Denis Koroskin wrote:
On Thu, 19 Feb 2009 18:01:56 +0300, Andrei Alexandrescu
<[email protected]> wrote:
bearophile wrote:
Andrei Alexandrescu:
but most regex code I've seen mentions the string first and the
regex second. So I dropped that idea.<
I like the following syntaxes (the one with .match() too):
import std.re: regex;
foreach (e; regex("a[b-e]", "g") in "abracazoo")
writeln(e);
foreach (e; regex("a[b-e]", "g").match("abracazoo"))
writeln(e);
auto re1 = regex("a[b-e]", "g");
foreach (e; re1.match("abracazoo"))
writeln(e);
auto re1 = regex("a[b-e]", "g");
foreach (e; re1 in "abracazoo")
writeln(e);
These all put the regex before the string, something many people would
find unsavory.
----------------
I like the support of verbose regular expressions too, that ignore
whitespace and comments (for example with //...) inserted into the
regex itself. This simple thing is able to turn the messy world of
regexes into programming again.
This is an example of usual RE in Python:
finder =
re.compile("^\s*([\[\]])\s*([-+]?\d+)\s*,\s*([-+]?\d+)\s*([\[\]])\s*$")

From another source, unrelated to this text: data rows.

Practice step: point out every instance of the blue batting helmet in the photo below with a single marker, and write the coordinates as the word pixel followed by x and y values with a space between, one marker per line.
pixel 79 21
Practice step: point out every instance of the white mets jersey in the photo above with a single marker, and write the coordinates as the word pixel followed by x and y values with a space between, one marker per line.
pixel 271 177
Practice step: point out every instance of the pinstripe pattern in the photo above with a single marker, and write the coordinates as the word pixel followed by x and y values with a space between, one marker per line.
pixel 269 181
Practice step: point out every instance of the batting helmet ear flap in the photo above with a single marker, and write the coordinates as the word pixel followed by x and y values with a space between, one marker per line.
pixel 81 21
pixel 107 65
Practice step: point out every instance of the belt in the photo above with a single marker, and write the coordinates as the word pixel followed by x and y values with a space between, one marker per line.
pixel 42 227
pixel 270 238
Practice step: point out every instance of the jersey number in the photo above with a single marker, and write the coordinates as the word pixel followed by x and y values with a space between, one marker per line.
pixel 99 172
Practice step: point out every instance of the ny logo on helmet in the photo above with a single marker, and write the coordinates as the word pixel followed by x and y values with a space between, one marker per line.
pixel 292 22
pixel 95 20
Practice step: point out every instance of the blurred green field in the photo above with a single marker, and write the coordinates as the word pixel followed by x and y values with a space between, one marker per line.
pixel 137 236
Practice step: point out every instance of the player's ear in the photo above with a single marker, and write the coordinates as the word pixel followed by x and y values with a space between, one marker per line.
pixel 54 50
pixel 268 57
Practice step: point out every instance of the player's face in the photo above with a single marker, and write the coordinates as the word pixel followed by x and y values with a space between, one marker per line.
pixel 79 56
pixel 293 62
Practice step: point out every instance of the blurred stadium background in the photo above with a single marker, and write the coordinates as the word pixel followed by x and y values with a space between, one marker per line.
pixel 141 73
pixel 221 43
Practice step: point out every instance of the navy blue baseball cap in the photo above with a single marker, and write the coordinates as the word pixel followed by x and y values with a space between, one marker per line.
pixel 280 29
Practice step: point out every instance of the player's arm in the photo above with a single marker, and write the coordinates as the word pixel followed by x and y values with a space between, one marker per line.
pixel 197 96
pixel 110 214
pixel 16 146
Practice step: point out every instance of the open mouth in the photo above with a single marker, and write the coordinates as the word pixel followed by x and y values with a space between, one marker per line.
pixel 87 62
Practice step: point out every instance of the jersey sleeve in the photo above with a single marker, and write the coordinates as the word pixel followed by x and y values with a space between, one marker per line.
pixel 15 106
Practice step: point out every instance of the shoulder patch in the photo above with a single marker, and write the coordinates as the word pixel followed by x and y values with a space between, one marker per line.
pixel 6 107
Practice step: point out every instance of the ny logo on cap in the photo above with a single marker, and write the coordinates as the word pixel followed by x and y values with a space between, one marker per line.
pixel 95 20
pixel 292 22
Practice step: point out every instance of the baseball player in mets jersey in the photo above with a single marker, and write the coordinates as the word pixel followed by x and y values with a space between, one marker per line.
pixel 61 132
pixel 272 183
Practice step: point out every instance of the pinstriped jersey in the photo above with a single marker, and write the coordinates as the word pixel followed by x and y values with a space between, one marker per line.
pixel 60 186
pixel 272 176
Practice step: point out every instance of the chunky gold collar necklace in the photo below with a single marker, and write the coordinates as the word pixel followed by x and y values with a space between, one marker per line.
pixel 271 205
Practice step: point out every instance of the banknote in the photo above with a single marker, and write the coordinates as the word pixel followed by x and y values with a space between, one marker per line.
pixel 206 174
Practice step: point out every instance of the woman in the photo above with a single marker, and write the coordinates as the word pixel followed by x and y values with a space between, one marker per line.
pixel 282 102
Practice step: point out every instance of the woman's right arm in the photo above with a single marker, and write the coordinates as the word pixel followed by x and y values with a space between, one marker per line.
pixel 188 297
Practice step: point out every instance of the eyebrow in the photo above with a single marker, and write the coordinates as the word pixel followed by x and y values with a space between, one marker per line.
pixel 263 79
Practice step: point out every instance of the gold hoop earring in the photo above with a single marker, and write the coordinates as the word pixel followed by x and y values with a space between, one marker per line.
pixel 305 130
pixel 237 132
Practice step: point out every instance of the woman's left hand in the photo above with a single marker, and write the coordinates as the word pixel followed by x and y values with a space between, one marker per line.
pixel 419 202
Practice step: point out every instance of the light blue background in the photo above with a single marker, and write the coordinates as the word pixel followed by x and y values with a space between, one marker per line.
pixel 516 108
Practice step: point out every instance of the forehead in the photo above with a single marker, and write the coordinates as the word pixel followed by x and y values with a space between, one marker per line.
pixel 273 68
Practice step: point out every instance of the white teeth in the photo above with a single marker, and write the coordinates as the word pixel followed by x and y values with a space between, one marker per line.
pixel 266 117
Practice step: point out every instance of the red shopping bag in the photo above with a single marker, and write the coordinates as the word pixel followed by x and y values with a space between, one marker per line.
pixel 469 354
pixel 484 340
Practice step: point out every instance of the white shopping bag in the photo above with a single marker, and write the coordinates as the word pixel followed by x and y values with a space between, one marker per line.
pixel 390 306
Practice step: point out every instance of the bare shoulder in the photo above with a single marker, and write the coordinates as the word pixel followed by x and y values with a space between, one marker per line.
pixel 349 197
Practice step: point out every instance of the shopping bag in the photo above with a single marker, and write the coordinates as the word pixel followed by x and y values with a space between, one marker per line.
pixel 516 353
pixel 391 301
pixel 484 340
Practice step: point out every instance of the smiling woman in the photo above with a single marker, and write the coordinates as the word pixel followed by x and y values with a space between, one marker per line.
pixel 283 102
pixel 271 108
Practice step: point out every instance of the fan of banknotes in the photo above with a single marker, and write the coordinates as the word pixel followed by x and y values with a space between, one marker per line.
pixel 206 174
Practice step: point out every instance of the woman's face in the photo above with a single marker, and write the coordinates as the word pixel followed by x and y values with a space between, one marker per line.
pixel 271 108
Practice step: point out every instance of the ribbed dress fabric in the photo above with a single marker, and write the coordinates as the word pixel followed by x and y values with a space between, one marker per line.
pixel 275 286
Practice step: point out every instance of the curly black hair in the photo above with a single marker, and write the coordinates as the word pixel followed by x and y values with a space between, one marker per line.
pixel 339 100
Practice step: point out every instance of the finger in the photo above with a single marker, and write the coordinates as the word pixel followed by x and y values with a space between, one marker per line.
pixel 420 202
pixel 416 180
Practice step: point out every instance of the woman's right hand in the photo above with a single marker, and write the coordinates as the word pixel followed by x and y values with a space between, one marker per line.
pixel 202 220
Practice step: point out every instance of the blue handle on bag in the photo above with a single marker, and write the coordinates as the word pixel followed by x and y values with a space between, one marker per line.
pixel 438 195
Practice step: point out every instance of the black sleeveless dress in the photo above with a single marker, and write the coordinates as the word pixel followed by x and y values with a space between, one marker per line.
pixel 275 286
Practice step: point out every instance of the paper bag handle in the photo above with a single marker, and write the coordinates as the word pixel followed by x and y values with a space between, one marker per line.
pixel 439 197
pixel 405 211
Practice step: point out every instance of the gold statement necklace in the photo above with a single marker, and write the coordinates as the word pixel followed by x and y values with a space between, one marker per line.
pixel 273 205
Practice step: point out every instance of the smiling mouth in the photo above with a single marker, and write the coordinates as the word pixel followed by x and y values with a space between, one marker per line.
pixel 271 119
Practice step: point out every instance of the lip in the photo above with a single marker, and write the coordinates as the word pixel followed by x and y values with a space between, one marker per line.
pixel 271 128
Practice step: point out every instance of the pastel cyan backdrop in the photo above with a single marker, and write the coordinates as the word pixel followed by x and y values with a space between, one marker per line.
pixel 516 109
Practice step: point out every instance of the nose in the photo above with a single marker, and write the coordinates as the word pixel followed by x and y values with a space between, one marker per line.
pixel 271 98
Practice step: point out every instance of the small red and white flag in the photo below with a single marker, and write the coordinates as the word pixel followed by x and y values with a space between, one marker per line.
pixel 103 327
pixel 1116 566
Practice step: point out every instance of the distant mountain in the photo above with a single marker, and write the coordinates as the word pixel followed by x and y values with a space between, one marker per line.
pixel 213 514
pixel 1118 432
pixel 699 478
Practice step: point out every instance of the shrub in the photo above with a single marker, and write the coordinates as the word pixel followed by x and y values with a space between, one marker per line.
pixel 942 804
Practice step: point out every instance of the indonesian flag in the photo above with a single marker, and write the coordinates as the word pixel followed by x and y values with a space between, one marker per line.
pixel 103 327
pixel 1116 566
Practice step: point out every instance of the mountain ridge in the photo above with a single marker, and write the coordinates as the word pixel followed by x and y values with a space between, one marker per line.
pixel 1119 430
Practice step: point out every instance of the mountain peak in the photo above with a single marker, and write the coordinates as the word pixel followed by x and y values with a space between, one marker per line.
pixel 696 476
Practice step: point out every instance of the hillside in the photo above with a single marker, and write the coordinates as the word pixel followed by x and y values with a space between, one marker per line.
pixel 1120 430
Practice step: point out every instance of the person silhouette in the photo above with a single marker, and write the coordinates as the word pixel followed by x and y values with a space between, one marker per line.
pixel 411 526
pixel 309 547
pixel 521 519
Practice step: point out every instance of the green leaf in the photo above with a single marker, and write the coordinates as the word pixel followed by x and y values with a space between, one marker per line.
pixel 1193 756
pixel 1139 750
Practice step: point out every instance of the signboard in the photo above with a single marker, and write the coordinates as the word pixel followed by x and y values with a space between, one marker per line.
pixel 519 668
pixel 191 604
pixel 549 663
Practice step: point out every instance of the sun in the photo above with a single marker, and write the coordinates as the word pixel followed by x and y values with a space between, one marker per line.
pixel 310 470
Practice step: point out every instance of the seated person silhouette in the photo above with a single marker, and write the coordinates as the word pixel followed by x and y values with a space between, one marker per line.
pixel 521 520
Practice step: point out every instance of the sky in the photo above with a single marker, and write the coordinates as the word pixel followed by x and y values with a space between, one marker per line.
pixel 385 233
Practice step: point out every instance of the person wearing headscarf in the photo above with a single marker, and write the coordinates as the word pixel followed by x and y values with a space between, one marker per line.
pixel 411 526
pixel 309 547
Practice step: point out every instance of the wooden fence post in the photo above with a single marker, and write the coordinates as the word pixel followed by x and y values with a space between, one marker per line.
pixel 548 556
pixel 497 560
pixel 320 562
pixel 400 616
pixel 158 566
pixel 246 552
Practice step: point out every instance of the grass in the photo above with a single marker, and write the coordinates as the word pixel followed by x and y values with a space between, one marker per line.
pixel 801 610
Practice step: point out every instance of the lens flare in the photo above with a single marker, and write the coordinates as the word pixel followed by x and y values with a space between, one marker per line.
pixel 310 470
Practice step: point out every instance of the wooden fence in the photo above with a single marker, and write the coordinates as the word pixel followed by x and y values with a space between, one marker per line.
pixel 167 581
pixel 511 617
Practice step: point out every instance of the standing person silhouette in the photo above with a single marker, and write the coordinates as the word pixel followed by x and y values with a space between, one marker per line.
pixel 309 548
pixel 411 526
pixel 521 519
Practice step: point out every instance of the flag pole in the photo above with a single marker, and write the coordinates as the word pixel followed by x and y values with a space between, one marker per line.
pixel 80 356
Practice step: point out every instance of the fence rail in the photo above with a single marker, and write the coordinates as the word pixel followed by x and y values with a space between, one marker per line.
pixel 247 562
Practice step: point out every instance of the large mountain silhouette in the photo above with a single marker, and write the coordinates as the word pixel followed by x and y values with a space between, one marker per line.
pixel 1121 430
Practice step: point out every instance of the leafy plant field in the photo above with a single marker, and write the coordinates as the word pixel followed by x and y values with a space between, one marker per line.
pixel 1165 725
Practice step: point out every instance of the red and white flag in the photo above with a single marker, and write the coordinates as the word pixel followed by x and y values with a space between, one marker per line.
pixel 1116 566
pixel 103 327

This is the same RE in verbose mode, in Python still (# is the
Python single-line comment syntax):
finder = re.compile(r"""
^ \s* # start at beginning+ opt spaces
( [\[\]] ) # Group 1: opening bracket
\s* # optional spaces
( [-+]? \d+ ) # Group 2: first number
\s* , \s* # opt spaces+ comma+ opt spaces
( [-+]? \d+ ) # Group 3: second number
\s* # opt spaces
( [\[\]] ) # Group 4: closing bracket
\s* $ # opt spaces+ end at the end
""", flags=re.VERBOSE)
As you can see it's often very positive to indent logically those
lines just like code.
Yah, I saw that ECMA introduced comments in regexes too. At some point
we'll implement that.
----------------
As the other people here, I don't like the following much, it's a
misleading overload of the ~ operator:
"abracazoo" ~ regex("a[b-e]", "g")
----------------
I don't like that "g" argument much, my suggestions:
RE attributes:
"repeat", "r": Repeat over the whole input string
"ignorecase", "i": case insensitive
"multiline", "m": treat as multiple lines separated by newlines
"verbose", "v": ignores space outside [] and allows comments
And how do you combine them? "repeat, ignorecase"? Writing and parsing
such options becomes a little adventure in itself. I think the "g",
"i", and "m" flags are popular enough if you've done any amount of
regex programming. If not, you'll look up the manual regardless.
Perhaps, string.match("a[b-e]", Regex.Repeat | Regex.IgnoreCase); might
be better? I don't find "gmi" immediately clear nor self-documenting.
I got disabused a very long time ago of the notion that everything about
regexes is clear or self-documenting. Really. You just get to a level of
understanding that's appropriate for your needs. On that scale, getting
used to "gmi" is so low, it's not even worth discussing.